- Other names: Buschke disease, Scleredema of Buschke, and Scleredema adultorum
- Specialty: Rheumatology, pediatrics

= Scleredema =

Scleredema is a rare, self-limiting skin condition defined by progressive thickening and hardening of the skin, usually on the areas of the upper back, neck, shoulders and face. The skin may also change color to red or orange. The disease was discovered by Abraham Buschke. Although the cause of scleredema is unknown, it is usually associated with a disease, usually diabetes, a viral illness or strep throat. It is usually not fatal, but it may cause death if the disease spreads to the internal organs.
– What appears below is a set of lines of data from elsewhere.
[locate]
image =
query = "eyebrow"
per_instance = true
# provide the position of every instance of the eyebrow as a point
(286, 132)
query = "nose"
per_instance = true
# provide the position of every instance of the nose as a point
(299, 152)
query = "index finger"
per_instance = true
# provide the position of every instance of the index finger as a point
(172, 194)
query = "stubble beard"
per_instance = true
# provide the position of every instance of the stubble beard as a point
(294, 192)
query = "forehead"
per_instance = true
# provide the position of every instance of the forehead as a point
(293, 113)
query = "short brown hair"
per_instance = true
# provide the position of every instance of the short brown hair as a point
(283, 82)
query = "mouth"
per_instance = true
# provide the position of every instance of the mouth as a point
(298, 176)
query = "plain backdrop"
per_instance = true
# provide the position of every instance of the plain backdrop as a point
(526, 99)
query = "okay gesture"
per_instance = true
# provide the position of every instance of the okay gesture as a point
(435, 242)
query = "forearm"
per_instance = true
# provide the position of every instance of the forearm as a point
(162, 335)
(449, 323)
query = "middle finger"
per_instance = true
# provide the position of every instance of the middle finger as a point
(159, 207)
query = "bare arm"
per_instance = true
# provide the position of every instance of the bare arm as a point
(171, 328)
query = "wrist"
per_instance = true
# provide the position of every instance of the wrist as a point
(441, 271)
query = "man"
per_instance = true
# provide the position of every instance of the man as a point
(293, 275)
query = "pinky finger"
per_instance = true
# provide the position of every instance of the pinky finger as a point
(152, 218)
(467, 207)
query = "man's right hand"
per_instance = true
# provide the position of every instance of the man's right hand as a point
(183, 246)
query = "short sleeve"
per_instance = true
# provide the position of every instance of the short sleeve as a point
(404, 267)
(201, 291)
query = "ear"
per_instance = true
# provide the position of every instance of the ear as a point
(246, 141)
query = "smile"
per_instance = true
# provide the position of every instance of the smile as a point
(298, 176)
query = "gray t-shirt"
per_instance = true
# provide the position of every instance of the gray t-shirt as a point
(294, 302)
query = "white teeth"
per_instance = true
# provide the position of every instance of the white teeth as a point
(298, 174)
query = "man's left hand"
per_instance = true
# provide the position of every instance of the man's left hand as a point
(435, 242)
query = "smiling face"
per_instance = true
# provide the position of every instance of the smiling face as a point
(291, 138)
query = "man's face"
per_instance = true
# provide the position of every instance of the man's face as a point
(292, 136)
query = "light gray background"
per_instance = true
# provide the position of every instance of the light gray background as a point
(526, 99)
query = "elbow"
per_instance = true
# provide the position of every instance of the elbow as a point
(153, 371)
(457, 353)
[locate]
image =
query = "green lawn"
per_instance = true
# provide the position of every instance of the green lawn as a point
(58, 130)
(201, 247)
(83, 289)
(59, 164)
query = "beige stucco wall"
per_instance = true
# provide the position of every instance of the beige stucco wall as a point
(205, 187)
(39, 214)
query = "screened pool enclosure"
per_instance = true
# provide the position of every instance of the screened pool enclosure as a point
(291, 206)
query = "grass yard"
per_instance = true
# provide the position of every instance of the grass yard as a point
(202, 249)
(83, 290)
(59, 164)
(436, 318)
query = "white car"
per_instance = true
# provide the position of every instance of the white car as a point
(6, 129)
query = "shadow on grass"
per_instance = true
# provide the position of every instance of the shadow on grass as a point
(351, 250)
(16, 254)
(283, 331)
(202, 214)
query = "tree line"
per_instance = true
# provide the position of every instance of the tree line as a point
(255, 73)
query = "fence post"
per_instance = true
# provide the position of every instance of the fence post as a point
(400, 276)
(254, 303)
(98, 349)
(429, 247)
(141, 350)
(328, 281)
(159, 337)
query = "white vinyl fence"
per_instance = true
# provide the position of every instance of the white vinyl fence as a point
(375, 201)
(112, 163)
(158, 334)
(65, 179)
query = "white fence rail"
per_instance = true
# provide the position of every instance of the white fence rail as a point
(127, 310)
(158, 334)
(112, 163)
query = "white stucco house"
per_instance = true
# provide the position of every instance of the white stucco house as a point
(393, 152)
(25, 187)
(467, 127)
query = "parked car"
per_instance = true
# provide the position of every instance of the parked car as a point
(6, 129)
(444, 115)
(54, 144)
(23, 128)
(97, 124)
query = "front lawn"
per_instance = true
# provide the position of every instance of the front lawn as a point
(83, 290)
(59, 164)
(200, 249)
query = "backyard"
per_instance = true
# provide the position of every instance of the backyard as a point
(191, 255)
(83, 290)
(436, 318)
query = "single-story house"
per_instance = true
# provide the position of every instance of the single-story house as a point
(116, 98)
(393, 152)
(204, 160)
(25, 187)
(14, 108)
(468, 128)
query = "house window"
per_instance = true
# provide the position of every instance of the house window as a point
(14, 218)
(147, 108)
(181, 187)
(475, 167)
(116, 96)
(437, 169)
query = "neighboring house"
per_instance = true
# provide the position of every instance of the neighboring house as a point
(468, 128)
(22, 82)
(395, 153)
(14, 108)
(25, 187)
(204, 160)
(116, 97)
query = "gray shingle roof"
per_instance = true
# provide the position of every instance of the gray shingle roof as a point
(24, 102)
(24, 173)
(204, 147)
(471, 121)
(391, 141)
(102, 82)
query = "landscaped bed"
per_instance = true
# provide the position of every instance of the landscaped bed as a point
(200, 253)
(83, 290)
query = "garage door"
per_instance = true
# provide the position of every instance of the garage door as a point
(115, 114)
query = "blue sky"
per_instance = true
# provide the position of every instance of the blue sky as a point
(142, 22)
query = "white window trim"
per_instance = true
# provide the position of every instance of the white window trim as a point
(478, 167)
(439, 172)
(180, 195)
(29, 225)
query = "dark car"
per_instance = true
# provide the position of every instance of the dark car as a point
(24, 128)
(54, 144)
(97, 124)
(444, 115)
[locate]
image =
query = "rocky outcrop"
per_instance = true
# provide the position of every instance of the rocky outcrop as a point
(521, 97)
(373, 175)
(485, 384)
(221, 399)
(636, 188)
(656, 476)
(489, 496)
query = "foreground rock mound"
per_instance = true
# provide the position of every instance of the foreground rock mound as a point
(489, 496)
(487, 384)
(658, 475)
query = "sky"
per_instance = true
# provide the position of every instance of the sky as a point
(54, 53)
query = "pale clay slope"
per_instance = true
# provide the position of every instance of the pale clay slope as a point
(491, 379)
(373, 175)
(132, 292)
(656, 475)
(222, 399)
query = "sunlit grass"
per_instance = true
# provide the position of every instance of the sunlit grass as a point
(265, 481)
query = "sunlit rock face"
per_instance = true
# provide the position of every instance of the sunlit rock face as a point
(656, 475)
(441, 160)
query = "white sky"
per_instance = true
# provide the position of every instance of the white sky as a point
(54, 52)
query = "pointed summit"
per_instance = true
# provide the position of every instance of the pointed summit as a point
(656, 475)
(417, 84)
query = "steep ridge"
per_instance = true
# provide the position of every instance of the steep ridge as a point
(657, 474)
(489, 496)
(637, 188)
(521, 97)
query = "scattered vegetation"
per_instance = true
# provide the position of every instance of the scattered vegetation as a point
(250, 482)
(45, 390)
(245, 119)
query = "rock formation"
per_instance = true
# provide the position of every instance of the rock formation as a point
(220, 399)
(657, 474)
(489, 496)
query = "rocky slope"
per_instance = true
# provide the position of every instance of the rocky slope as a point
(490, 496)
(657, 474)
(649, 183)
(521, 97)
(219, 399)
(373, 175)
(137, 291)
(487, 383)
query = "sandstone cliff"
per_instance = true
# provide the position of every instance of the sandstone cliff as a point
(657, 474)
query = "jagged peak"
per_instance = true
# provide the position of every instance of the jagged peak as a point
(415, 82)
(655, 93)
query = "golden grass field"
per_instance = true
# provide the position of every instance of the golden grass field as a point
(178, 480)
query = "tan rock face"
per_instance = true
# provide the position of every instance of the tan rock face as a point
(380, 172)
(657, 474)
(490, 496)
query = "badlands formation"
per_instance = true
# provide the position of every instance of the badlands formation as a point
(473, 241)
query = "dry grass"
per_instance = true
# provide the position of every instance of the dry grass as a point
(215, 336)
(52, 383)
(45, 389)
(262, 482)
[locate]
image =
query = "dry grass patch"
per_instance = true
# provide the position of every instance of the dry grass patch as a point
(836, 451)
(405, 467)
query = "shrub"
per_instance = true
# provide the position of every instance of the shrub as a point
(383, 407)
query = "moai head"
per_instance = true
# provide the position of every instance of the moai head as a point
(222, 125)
It may also cause an infection.

==Diagnosis==
The scleredema is usually proposed as a diagnosis based on the appearance of the skin and the patient's medical history. To confirm the diagnosis, the doctor performs a skin biopsy, in which hematoxylin and eosin staining will show a thick reticular dermis with thick collagen bundles separated by clear spaces. The patient's blood may be examined for diseases that may appear after the onset of symptoms, such as multiple myeloma.

==Treatment==
Although many types of medications have been tried as treatments, none of them have been proven effective in treating scleredema. Those treatments, such as corticosteroids, may benefit the patient, but will not cure their condition. If the affected area is infected, it is usually treated immediately. The symptoms of the condition usually resolve within six months to two years after onset. However, patients whose condition was associated to diabetes may suffer for longer periods of time.

Myocarditis resulting as a complication from the disease has been successfully treated with penicillin and steroids.